The drop of 92,000 jobs starkly contrasted with economists' expectations of a 50,000 to 60,000 job *gain*, making the miss particularly jarring for analysts. Adding to the concern, job numbers from the prior two months were revised down by a combined 69,000, indicating the labor market was weaker at the end of 2025 than previously reported. The job losses were widespread across many sectors. Leisure and hospitality shed 27,000 positions, manufacturing cut 12,000 jobs, and the construction sector lost 11,000 workers. Federal government employment also continued to trend downward, losing another 10,000 jobs. Healthcare had been a consistent engine of job growth, adding an average of 36,000 jobs per month over the last year. Even accounting for the more than 30,000 striking workers, job growth in the sector would have been nearly stagnant, a significant shift.
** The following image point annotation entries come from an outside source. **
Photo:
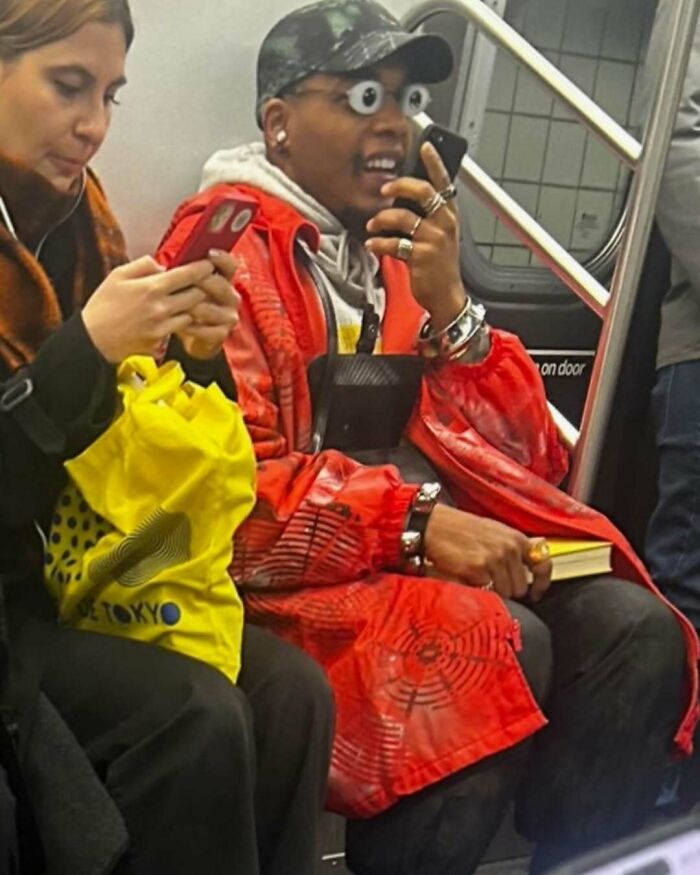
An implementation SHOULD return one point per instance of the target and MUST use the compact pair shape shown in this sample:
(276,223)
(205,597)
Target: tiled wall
(548,162)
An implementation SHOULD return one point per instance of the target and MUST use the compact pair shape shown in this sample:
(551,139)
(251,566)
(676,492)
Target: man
(340,291)
(673,536)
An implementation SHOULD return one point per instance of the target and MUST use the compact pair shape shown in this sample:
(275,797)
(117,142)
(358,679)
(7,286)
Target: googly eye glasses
(368,97)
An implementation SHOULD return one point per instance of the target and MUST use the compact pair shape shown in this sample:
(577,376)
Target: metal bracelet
(413,537)
(453,341)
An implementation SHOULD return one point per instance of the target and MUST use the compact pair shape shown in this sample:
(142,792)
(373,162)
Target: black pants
(211,778)
(607,661)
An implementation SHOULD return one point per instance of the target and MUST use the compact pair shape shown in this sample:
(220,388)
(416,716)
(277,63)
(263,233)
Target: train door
(560,173)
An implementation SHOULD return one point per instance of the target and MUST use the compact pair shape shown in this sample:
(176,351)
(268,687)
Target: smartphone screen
(451,148)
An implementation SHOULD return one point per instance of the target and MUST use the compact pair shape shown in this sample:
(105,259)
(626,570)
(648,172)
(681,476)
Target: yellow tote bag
(141,539)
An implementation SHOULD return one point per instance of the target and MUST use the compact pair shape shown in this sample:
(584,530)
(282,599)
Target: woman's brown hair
(29,24)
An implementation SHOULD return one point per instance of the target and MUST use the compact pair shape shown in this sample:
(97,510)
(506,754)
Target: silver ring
(416,226)
(405,249)
(436,202)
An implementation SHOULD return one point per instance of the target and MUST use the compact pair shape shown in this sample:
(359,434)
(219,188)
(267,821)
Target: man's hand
(434,261)
(478,551)
(215,316)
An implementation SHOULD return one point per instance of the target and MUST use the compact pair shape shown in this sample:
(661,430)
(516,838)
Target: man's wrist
(448,308)
(413,535)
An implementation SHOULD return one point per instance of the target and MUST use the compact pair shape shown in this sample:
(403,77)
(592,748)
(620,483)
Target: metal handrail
(615,308)
(628,271)
(521,223)
(590,114)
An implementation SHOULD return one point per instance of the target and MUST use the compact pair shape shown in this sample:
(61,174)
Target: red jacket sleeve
(321,519)
(502,398)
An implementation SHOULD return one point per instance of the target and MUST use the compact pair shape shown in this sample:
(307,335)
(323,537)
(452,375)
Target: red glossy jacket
(424,672)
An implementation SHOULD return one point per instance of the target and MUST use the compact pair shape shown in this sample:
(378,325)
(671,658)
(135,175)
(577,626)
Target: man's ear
(275,119)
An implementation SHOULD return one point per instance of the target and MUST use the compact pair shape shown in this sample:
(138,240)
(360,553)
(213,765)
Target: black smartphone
(450,147)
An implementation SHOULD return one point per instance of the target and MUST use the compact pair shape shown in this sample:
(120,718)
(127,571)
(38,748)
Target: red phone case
(219,227)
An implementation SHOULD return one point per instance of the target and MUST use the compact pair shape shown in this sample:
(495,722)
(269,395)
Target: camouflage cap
(341,36)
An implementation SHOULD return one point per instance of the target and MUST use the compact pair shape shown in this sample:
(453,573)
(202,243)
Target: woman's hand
(140,304)
(434,262)
(215,316)
(482,552)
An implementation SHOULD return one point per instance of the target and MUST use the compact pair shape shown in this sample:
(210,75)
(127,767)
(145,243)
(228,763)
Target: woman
(206,776)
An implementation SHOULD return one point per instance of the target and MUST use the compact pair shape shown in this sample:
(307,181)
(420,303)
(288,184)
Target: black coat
(50,411)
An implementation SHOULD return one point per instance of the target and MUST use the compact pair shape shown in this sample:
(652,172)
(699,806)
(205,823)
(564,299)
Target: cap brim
(428,57)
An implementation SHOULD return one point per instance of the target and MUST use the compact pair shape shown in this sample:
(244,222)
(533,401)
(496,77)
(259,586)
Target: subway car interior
(565,149)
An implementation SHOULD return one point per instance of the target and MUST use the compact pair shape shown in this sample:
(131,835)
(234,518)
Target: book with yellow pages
(578,558)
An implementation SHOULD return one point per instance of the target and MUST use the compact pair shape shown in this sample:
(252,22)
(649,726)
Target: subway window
(528,141)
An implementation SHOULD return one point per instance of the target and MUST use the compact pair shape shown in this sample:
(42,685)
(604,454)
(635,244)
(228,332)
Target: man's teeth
(386,164)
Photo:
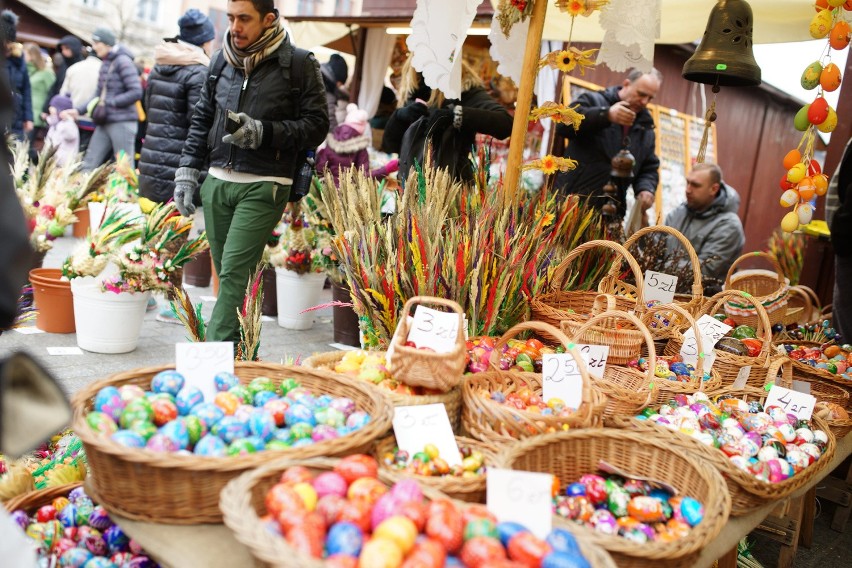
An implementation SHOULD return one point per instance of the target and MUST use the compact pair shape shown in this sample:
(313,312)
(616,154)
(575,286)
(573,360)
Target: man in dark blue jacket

Despite the weak hiring picture, average hourly earnings provided a slight counterpoint, rising 0.4% for the month and 3.8% compared to the previous year. However, the overall labor force participation rate slipped to 62.0%, its lowest level since December 2021, outside of the pandemic. The number of long-term unemployed individuals (those jobless for 27 weeks or more) stood at 1.9 million, making up 25.3% of all unemployed people. Analysts do not expect this report to trigger an immediate response from the Federal Reserve. Market indicators show a greater than 95% probability that the central bank will keep interest rates unchanged at its upcoming meeting in mid-March.